Strong governance over ESG practices has been a hot topic of discussion among business leaders for some time now. While emerging legislations and frameworks are a major driver for change, strong ESG controls are increasingly becoming an investor expectation. Organisations are having to track far more material information than they once did. That information needs to be accurate, timely and verifiable—not only for reporting but also to make fundamental business decisions. 

What this means: Internal audit needs to be brought into the process as early as possible 

Companies gearing up to meet specific standards are being advised to immediately start establishing how they will get the data they need and how they plan to verify it. By setting up the right processes, tools and controls for their ESG metrics today, businesses enable themselves to gather the material, high-quality knowledge they will need to survive and thrive. Rather than being there to flag when things go wrong, internal audit should be involved as early as possible, leveraging their industry knowledge and understanding of the organisation to help set them up for success.      

How should internal auditors respond to these changes? 

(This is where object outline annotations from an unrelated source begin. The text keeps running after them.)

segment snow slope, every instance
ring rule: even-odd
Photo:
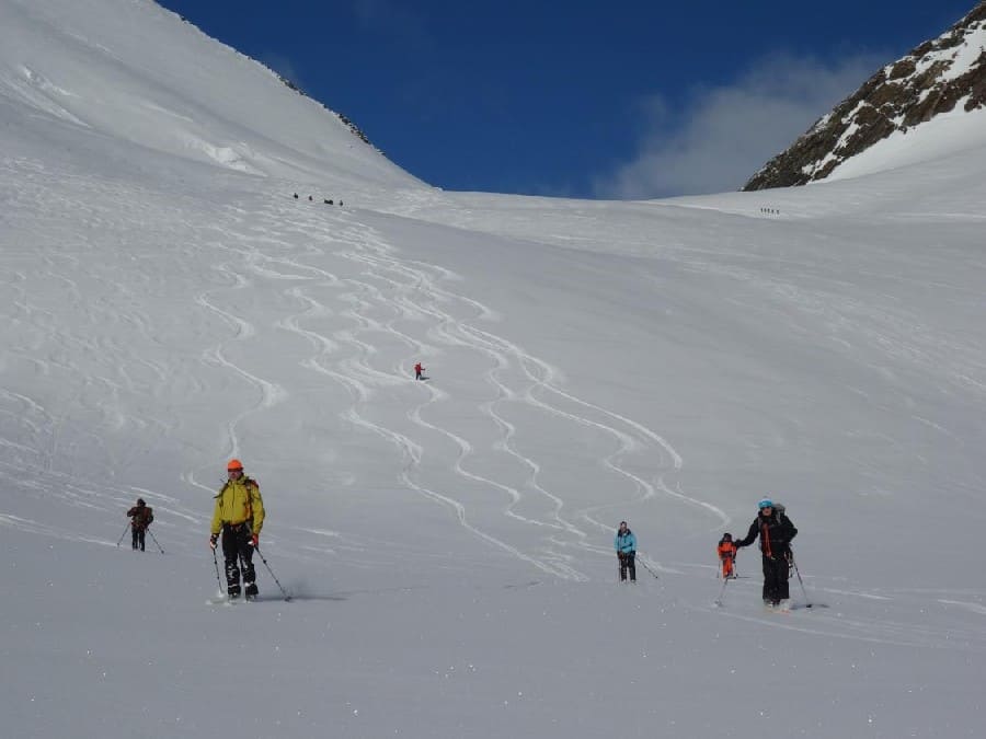
[[[273,105],[244,132],[222,90],[289,91],[150,3],[0,20],[5,736],[981,736],[986,151],[653,203],[447,194],[345,129],[278,138]],[[18,65],[114,114],[11,93]],[[202,107],[250,169],[137,100]],[[208,602],[233,455],[289,603],[260,561],[259,602]],[[811,609],[764,612],[752,550],[713,604],[765,494]],[[117,547],[137,496],[144,554]]]

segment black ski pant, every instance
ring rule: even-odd
[[[246,594],[256,594],[256,571],[253,569],[253,544],[250,527],[226,524],[222,527],[222,557],[226,559],[226,591],[230,596],[240,594],[240,565],[243,567],[243,584]]]
[[[630,581],[637,581],[637,552],[620,552],[620,582],[627,579],[627,570],[630,570]]]
[[[776,603],[790,598],[788,590],[788,557],[764,555],[764,600]]]

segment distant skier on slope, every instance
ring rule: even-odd
[[[787,515],[775,508],[770,498],[757,504],[757,518],[749,524],[745,538],[735,542],[737,549],[749,546],[760,538],[760,553],[764,555],[764,605],[790,608],[788,568],[791,558],[791,540],[798,529]]]
[[[715,547],[719,562],[722,565],[722,579],[736,577],[736,544],[733,543],[733,534],[724,533]]]
[[[614,546],[620,561],[620,582],[627,581],[627,570],[630,570],[630,581],[637,582],[637,536],[626,521],[620,521]]]
[[[137,505],[127,511],[130,519],[130,547],[144,552],[144,539],[149,527],[154,520],[154,511],[144,498],[137,498]]]
[[[240,567],[246,600],[256,598],[256,571],[253,569],[253,550],[260,545],[260,532],[264,526],[264,500],[260,485],[243,474],[240,460],[226,465],[229,480],[216,495],[209,546],[215,551],[222,534],[222,556],[226,559],[226,586],[230,599],[240,597]]]

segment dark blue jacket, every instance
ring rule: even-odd
[[[627,533],[621,534],[617,531],[616,540],[614,541],[614,546],[616,546],[616,551],[628,554],[630,552],[637,551],[637,536],[633,535],[633,532],[630,529],[627,529]]]

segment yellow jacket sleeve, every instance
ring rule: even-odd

As the nature of the profession continues to transform, how can internal auditors ensure they stay ahead in their profession?  

Tip 1: Continue building a relationship of trust within your organisation

To truly understand the reality of their organisation, internal auditors need to continue cultivating a bond of trust between themselves and their colleagues. Establishing a culture of openness and psychological safety will not only help in monitoring compliance, but in achieving a full and realistic picture of where the organisation stands and where it's going. This will help you provide essential context to leadership by bringing accurate insights to data interpretation. 

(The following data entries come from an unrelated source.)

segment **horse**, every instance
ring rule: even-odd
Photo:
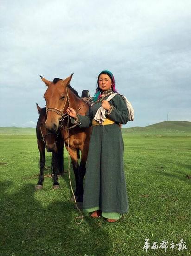
[[[64,127],[64,128],[62,130],[61,133],[66,148],[71,157],[76,182],[74,195],[80,205],[83,201],[83,179],[92,127],[80,128],[76,124],[73,125],[71,121],[67,119],[69,118],[68,116],[67,118],[66,111],[69,105],[82,115],[85,115],[89,109],[89,105],[86,103],[70,85],[72,75],[73,74],[65,79],[54,78],[53,81],[50,81],[40,76],[48,87],[44,95],[46,102],[47,115],[45,126],[49,131],[55,133],[57,132],[61,125]],[[72,128],[68,129],[68,122],[70,128]],[[79,150],[81,153],[80,165],[78,161],[77,152]]]
[[[37,103],[39,117],[37,123],[36,136],[37,144],[40,152],[40,173],[38,182],[35,186],[37,190],[43,188],[44,168],[45,165],[45,150],[52,152],[51,169],[53,181],[53,188],[59,188],[58,175],[64,175],[63,150],[64,141],[61,138],[60,134],[49,133],[45,127],[47,118],[46,108],[42,108]]]

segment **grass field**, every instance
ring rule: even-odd
[[[191,136],[153,134],[123,131],[128,213],[112,224],[85,214],[81,225],[74,222],[78,213],[70,202],[67,173],[59,179],[61,189],[52,190],[45,177],[43,189],[35,191],[35,135],[0,135],[0,255],[190,255]],[[46,154],[50,166],[51,154]],[[64,166],[67,170],[65,150]],[[146,252],[146,238],[159,248]],[[176,244],[182,238],[188,250],[179,252]],[[159,248],[163,239],[168,241],[166,253]]]

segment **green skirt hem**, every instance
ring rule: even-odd
[[[99,207],[96,206],[92,208],[88,208],[83,209],[84,212],[91,212],[99,210]],[[114,220],[119,220],[121,218],[123,215],[118,212],[104,212],[102,211],[102,216],[107,219],[112,219]]]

Tip 2: Stay informed of external developments 

With emerging technologies, increasing levels of disruption and higher expectations surrounding ESG and company culture, internal auditors will need to take on a proactive role in the face of external changes. These might include geo-political risks, corporate regulations and shareholder attitudes and expectations. Staying informed about the wider landscape, what's around the corner and how it might affect your organisation will help you stay ahead of both emerging risks and opportunities.

Tip 3: Get involved at decision-making stages

While maintaining a level of independence is important, internal auditors can be invaluable in helping design controls, make key business decisions and choose new tools. By combining their understanding of the external landscape with their on-the-ground knowledge of the company, they can provide invaluable guidance that will help shape the future of the organisation. 

As organisations are pushed to establish more stringent controls over their ESG reporting practices, now is the time for internal auditors to get involved at the early stages of the process, continue to build strong relationships throughout their company and secure their seat at the decision-making table.